Jesus very clearly tells the world that He is God, that is why they keep trying to stone Him. Remember that each time Jesus uses the words, “I AM,” He is declaring His divinity. Why is that? Because the name, “Yahweh,” means, “I AM who AM.” Jesus is very clear in accepting this. Sometimes people will argue that because at times Jesus says, “The Father is greater than I,” that means He is not God because the Father is greater, but when Jesus says this it would be better taken to mean preeminent.  Preeminent meaning that the Father is source of all but that the Son is equal to Him in all things except He is not the source of the Trinity. The Father is but this does not mean however that there was a time when the other members of the Trinity weren’t there, it is just that the Holy Trinity is always Trinitizing so to speak (a word I possibly just made up). What does it mean? Well since I made it up, it means that the Trinity is always proceeding out of one another. The Son is always proceeding from the Father and the Holy Spirit is always and still proceeding out of the Father and the Son, an infinite generation for an infinite God.

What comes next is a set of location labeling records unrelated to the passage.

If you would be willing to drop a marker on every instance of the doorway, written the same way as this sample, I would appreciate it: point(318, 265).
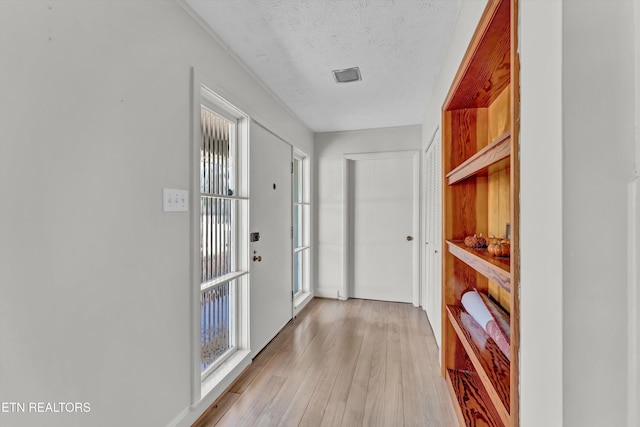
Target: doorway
point(381, 226)
point(270, 227)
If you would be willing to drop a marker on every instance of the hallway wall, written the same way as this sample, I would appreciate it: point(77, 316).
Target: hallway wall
point(330, 149)
point(94, 277)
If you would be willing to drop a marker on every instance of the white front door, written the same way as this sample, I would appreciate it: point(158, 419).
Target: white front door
point(383, 227)
point(271, 274)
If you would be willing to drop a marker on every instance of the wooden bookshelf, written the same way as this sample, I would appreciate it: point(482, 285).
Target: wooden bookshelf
point(480, 178)
point(491, 365)
point(480, 162)
point(495, 269)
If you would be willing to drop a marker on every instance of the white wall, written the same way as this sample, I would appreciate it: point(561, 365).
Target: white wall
point(541, 208)
point(330, 149)
point(94, 278)
point(576, 146)
point(598, 142)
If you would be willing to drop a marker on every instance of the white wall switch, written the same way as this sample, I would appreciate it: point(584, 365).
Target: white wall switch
point(175, 200)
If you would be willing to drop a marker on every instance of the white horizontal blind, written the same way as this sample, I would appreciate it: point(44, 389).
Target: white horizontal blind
point(217, 239)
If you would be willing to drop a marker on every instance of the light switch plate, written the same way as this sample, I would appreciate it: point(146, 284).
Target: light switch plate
point(174, 200)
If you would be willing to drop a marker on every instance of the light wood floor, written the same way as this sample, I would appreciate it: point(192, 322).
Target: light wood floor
point(342, 363)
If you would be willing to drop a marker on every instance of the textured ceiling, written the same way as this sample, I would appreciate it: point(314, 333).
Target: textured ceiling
point(293, 45)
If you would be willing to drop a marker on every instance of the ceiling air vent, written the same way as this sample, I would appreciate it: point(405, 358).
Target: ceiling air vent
point(347, 75)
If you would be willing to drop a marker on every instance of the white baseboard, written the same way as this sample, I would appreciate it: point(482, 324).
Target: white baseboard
point(187, 417)
point(334, 293)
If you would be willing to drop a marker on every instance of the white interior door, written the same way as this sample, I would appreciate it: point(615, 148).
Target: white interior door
point(270, 216)
point(432, 293)
point(383, 227)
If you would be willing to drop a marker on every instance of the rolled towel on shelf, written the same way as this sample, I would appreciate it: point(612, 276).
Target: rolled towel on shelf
point(490, 317)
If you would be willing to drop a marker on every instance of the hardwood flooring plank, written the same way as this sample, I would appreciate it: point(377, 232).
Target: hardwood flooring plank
point(376, 405)
point(331, 365)
point(351, 363)
point(355, 329)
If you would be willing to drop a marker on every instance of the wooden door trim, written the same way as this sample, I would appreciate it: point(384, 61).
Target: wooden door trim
point(347, 208)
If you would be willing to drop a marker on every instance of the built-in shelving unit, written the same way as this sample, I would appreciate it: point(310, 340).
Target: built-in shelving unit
point(480, 195)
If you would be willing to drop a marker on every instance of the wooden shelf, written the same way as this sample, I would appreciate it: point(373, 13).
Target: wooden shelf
point(471, 400)
point(497, 150)
point(491, 365)
point(495, 269)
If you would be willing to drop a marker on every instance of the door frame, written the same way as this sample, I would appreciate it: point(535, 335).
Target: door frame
point(347, 225)
point(291, 148)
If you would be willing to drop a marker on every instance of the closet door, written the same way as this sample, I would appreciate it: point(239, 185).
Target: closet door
point(432, 301)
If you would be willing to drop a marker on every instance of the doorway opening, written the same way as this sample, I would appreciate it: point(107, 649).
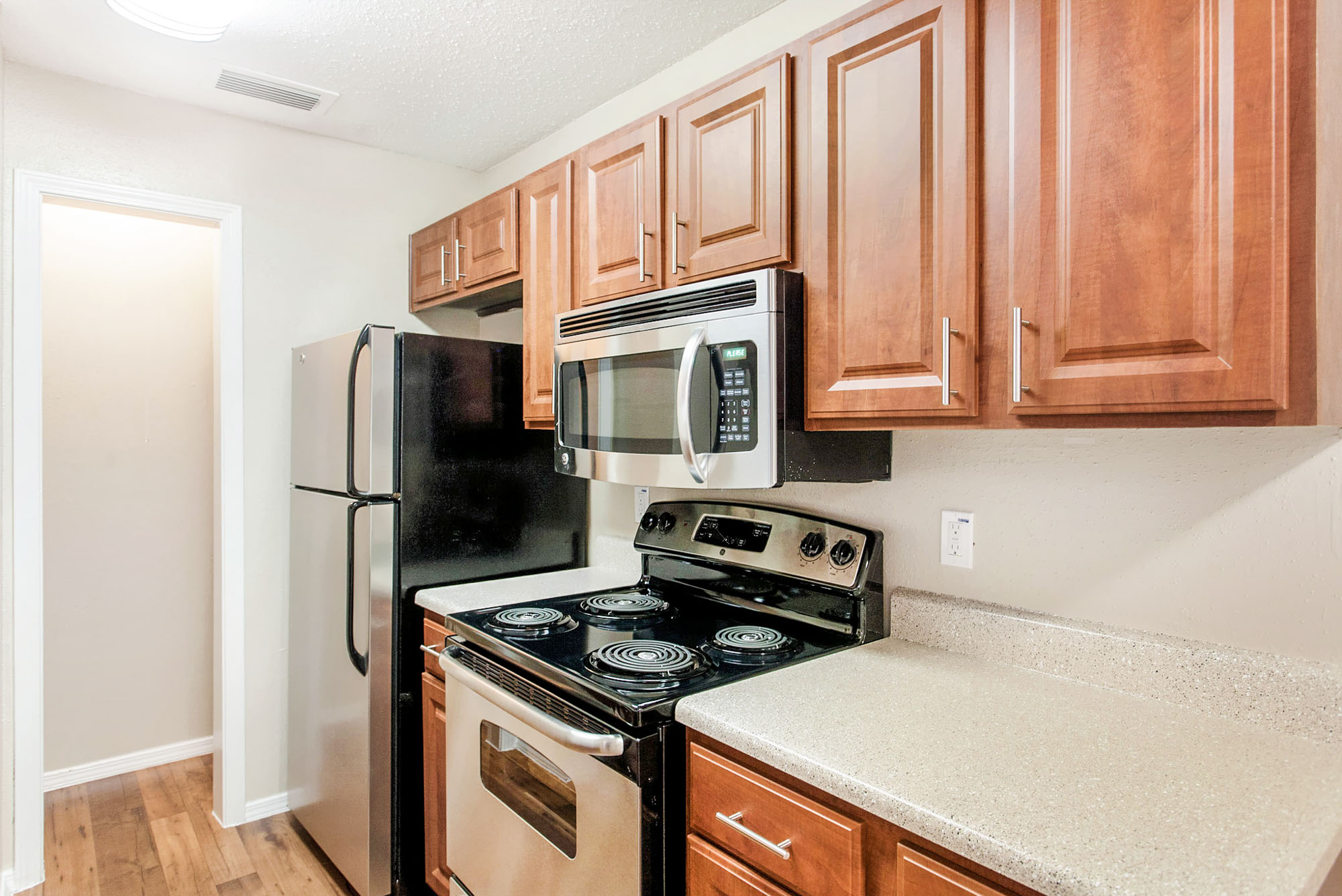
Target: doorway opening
point(128, 489)
point(125, 502)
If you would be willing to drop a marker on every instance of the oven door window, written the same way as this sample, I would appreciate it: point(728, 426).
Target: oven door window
point(627, 404)
point(531, 785)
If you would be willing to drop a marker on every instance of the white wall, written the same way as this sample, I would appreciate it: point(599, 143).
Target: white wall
point(128, 488)
point(325, 227)
point(1221, 535)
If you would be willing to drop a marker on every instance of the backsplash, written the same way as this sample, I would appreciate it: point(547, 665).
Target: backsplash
point(1223, 536)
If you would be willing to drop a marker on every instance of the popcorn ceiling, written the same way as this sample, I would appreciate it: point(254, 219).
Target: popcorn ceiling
point(460, 82)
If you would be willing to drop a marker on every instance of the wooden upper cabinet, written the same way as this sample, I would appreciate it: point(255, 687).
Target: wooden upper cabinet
point(619, 213)
point(547, 282)
point(919, 874)
point(732, 198)
point(1149, 241)
point(434, 264)
point(488, 234)
point(893, 234)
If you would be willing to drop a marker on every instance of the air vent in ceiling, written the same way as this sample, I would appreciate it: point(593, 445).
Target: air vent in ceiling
point(276, 91)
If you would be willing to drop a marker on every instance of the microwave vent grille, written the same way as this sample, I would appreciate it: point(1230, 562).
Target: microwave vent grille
point(721, 298)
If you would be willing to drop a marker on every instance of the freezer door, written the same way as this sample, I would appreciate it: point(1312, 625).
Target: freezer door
point(344, 406)
point(340, 682)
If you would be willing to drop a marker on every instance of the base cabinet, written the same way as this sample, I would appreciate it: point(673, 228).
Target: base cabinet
point(754, 831)
point(437, 874)
point(712, 873)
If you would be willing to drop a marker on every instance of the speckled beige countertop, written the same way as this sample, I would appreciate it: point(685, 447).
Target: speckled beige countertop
point(1064, 787)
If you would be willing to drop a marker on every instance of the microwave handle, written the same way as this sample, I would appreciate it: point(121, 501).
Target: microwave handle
point(682, 400)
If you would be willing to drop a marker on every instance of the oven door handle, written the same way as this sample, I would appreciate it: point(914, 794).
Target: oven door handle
point(699, 470)
point(564, 734)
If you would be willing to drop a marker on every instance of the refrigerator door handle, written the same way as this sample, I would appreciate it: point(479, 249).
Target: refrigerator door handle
point(363, 343)
point(366, 341)
point(358, 661)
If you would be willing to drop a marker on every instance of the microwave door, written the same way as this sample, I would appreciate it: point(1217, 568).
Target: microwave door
point(686, 407)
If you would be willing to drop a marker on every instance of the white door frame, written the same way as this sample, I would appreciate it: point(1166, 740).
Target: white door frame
point(25, 348)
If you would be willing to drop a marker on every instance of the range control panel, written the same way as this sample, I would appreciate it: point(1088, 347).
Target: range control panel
point(767, 539)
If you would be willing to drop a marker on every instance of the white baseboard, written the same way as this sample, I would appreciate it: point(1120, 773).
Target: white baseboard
point(128, 763)
point(268, 807)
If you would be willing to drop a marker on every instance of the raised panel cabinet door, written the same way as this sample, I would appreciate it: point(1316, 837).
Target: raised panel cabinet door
point(489, 239)
point(547, 282)
point(619, 207)
point(434, 264)
point(712, 873)
point(1149, 206)
point(433, 701)
point(917, 874)
point(732, 202)
point(893, 233)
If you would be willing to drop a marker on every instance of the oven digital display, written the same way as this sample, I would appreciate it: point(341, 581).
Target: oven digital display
point(729, 532)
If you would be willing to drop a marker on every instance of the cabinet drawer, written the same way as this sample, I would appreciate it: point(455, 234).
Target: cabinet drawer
point(817, 851)
point(712, 873)
point(434, 635)
point(923, 875)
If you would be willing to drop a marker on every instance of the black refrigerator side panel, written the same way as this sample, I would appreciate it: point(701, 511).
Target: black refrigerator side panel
point(480, 494)
point(480, 500)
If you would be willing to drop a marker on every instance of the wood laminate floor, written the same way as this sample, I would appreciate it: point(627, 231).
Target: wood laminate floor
point(151, 834)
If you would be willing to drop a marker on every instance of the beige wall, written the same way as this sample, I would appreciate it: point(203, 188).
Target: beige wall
point(1227, 536)
point(325, 225)
point(128, 496)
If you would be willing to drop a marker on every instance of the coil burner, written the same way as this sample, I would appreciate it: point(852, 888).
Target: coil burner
point(625, 610)
point(751, 645)
point(531, 622)
point(646, 665)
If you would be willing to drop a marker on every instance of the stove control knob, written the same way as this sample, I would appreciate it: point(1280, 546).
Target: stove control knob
point(842, 553)
point(813, 545)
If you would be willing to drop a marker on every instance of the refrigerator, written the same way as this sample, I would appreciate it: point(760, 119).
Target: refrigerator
point(410, 469)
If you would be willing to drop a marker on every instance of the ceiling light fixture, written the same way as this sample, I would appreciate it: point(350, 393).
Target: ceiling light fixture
point(201, 21)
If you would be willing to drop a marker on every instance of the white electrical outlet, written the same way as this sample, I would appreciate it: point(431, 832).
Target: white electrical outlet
point(958, 539)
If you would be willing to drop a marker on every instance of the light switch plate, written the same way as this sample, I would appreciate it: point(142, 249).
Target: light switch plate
point(958, 539)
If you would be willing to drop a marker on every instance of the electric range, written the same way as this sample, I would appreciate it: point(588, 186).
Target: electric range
point(564, 763)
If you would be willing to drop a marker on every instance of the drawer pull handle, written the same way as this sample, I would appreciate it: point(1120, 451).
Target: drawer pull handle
point(778, 850)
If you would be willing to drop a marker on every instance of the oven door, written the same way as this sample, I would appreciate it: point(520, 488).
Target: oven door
point(689, 406)
point(529, 807)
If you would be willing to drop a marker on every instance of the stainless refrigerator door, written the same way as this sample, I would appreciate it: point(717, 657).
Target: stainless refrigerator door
point(331, 446)
point(340, 716)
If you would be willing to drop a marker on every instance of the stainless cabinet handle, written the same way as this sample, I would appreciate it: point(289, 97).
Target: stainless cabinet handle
point(576, 740)
point(1017, 324)
point(947, 392)
point(676, 243)
point(699, 471)
point(778, 850)
point(643, 239)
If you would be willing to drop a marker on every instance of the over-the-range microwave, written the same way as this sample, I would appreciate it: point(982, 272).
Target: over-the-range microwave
point(699, 387)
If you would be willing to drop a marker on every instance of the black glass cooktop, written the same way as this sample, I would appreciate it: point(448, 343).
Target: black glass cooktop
point(634, 653)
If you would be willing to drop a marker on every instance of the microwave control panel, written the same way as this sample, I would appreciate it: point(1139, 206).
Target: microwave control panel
point(735, 372)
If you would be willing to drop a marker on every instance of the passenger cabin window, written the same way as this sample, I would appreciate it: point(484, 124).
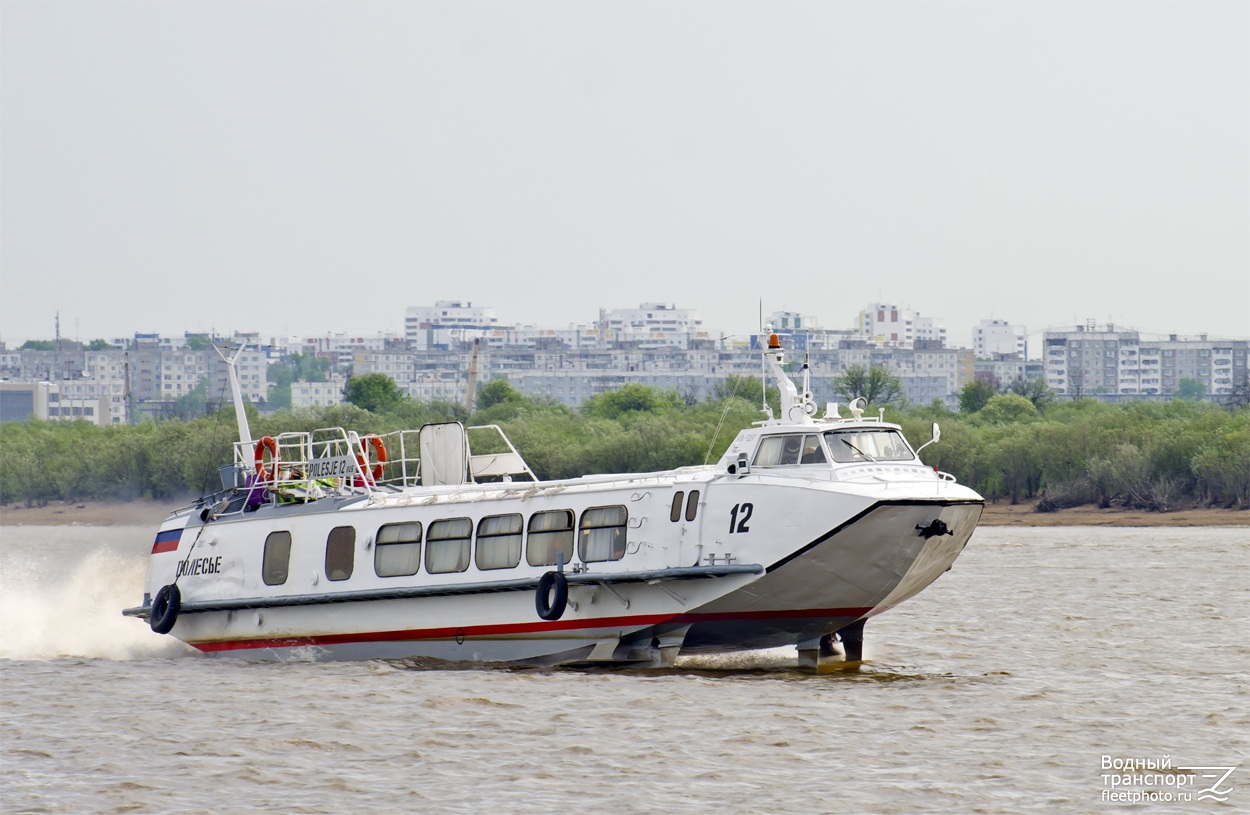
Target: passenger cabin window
point(499, 541)
point(693, 505)
point(550, 535)
point(398, 550)
point(278, 559)
point(601, 535)
point(789, 449)
point(881, 444)
point(340, 550)
point(446, 545)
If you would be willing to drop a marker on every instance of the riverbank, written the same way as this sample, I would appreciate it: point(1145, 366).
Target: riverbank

The next question I want to explore about the Trinity is why is God Triune? Besides the fact that He is. Some will say if He has three persons then there must have been something lacking for Him to need others. Indeed there is something lacking and that is if God is only one with no persons there is the lacking aspect of relationship. For a person to be Love, He must have an equal to love. If God was not Triune, then He could not be loving in a full sense because He would have nothing He could fully pour His love into. God’s Trinitarian nature allows Him to be a God of Love. Why does God need three instead of just two? Because love must not only have the ability to pour one self into an equal, it must also be creative. The Holy Spirit is the personified Love of the Father and the Son. That is the total persons it needs to be love, so that is why we have three and not two or four or more. God is one, yet He has three distinct persons within Him and that relationship is pure and perfect Love.

The big question then once we know this is what does this have to do with us? Many things. First of all, God is love and you and I were created into His image and likeness, that means to love authentically. It means to act like God. Further, every marriage is meant to be an image of God’s life giving love in the world. Just as the love between the Father and Son created the Holy Spirit, so can the love of husband and wife create a child. This also reminds us that to be an image of God’s life giving love, we need to be in contact with God. It is important to pray in marriage for the gift to love like God. Secondly, the Trinity being a family means that they all want us to be a part of that family which is why we hear the command, “Go out and preach to all nations, baptizing them in the Name of the Father and the Son and the Holy Spirit.” Heaven is being in union with the Trinity. Jesus died to bring us into this family. He paid the price, cancelled the debt of our human weakness so we can go to Heaven. Each Sunday, because of Jesus, we can physically enter into the Trinity through the Eucharist.

So that is the Trinity. We should daily pray to know more and love this great and saving mystery, which is our very life.